No debate sobre como lidar com o abuso sexual na igreja, a exigência de um memorial central se faz cada vez mais ouvir. Tal lugar não deve apenas lembrar o sofrimento das vítimas, mas também ser um sinal visível de arrependimento e confissão. A ideia de estabelecer um local assim na Catedral de Colônia mostra o quão importante é que a igreja não esconda seus erros, mas os enfrente abertamente.
Um memorial no coração de uma comunidade ou catedral pode ser uma âncora importante para as vítimas. Dá a elas a sensação de que sua dor é vista e levada a sério. Ao mesmo tempo, desafia a comunidade a confrontar-se continuamente com sua própria história. A Bíblia nos chama à verdade e ao arrependimento: "Confessai, pois, os vossos pecados uns aos outros e orai uns pelos outros, para serdes curados" (Tiago 5:16, ARA).
O que a Bíblia diz sobre justiça e memória
A Escritura Sagrada está cheia de exemplos em que Deus chama seu povo a lembrar-se da injustiça passada e agir com justiça. No Antigo Testamento, lemos como Deus repetidamente lembra os israelitas de que eles mesmos foram estrangeiros no Egito e, portanto, devem tratar os fracos com justiça. "Não oprimirás o estrangeiro; pois vós conheceis o coração do estrangeiro, porque fostes estrangeiros na terra do Egito" (Êxodo 23:9, ARA).
Essa memória não é um fim em si mesma; ela deve levar a uma ação transformada. Também hoje: a igreja deve enfrentar sua culpa e aprender com o passado. Um memorial pode ajudar a quebrar o silêncio e promover uma cultura de abertura. O próprio Jesus diz: "Em verdade vos digo que, quando o fizestes a um destes meus pequeninos irmãos, a mim o fizestes" (Mateus 25:40, ARA). Este versículo nos lembra que encontramos Cristo em cada pessoa – especialmente nos que sofrem.

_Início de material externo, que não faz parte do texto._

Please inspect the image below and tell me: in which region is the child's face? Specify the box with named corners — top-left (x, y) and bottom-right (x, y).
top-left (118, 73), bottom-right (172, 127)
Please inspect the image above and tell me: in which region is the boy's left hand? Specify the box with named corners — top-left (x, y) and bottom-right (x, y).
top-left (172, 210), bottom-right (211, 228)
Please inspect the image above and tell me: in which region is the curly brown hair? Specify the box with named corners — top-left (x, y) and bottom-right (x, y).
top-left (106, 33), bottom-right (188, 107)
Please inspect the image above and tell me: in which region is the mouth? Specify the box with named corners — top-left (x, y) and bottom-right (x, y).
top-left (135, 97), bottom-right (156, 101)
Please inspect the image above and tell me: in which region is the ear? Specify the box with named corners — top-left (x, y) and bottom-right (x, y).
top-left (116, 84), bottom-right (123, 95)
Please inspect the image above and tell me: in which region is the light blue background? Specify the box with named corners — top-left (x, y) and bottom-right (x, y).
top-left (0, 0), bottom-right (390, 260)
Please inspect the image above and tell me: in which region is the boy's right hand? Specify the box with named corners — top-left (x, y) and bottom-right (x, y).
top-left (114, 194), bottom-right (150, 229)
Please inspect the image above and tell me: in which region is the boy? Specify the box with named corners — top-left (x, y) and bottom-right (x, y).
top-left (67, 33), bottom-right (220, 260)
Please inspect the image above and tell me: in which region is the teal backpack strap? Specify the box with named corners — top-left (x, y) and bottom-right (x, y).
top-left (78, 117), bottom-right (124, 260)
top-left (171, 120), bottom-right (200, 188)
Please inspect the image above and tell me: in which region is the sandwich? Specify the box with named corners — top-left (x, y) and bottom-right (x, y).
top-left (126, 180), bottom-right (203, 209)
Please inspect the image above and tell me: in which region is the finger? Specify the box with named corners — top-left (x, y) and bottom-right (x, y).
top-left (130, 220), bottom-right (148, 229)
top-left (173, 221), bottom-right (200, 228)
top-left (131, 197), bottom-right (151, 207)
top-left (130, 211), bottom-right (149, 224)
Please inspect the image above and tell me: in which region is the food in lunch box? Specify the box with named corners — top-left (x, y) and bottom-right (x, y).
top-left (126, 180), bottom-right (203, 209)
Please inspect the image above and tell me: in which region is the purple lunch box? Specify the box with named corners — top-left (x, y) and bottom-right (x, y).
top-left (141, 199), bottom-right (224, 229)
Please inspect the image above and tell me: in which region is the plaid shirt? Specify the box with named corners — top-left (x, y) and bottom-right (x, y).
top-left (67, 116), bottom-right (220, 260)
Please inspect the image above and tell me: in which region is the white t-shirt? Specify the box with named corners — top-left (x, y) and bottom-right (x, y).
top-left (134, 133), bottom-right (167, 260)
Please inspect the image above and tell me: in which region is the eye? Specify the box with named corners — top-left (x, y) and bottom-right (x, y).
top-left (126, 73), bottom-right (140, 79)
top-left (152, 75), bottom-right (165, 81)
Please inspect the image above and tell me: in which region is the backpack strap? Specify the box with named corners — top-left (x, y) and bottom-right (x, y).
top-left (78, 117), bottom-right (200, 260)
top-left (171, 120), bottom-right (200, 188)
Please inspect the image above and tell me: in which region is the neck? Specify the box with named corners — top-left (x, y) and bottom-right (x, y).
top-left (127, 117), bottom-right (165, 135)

Passos práticos para as comunidades
Nem toda comunidade tem a possibilidade de estabelecer um memorial em uma catedral. Mas cada comunidade pode dar passos para tornar visível o tema do abuso sexual e dar espaço às vítimas. Aqui estão algumas ideias concretas:
Criação de uma sala de silêncio
Muitas igrejas têm salas laterais que podem ser usadas como capela de oração. Lá, pode arder uma vela, haver um livro de visitas e uma cruz ou imagem que lembre a vulnerabilidade humana. Tal espaço convida à oração e ao silêncio.
Placas comemorativas e instalações artísticas
Uma placa simples com a inscrição "Em memória de todos os que foram feridos pela violência sexual na igreja" pode ser um sinal poderoso. Também obras de arte criadas por vítimas podem criar um espaço de cura.
Orações de intercessão regulares e cultos
Nos cultos comunitários, pode-se lembrar regularmente das vítimas. Uma vez por ano, poderia ser realizado um culto memorial especial, dando espaço para lamento e esperança. Os Salmos oferecem uma linguagem rica para isso: "Compadece-te de mim, Senhor, porque estou angustiado; os meus olhos, a minha alma e o meu corpo se consomem de tristeza" (Salmo 31:9, ARA).
O trato com as vítimas na comunidade
Além de um memorial visível, o trato pessoal com as vítimas é crucial. Muitas se sentem abandonadas pela igreja ou não levadas a sério. Uma comunidade que quer ser curadora precisa saber ouvir – sem justificativas ou defesas.
Capacitação para líderes e voluntários
É importante que os colaboradores da comunidade sejam capacitados para responder adequadamente às vítimas. Isso inclui conhecimento sobre as consequências do trauma, mas também sobre os próprios limites. Cada comunidade deve designar pessoas de contato sensibilizadas para este tema.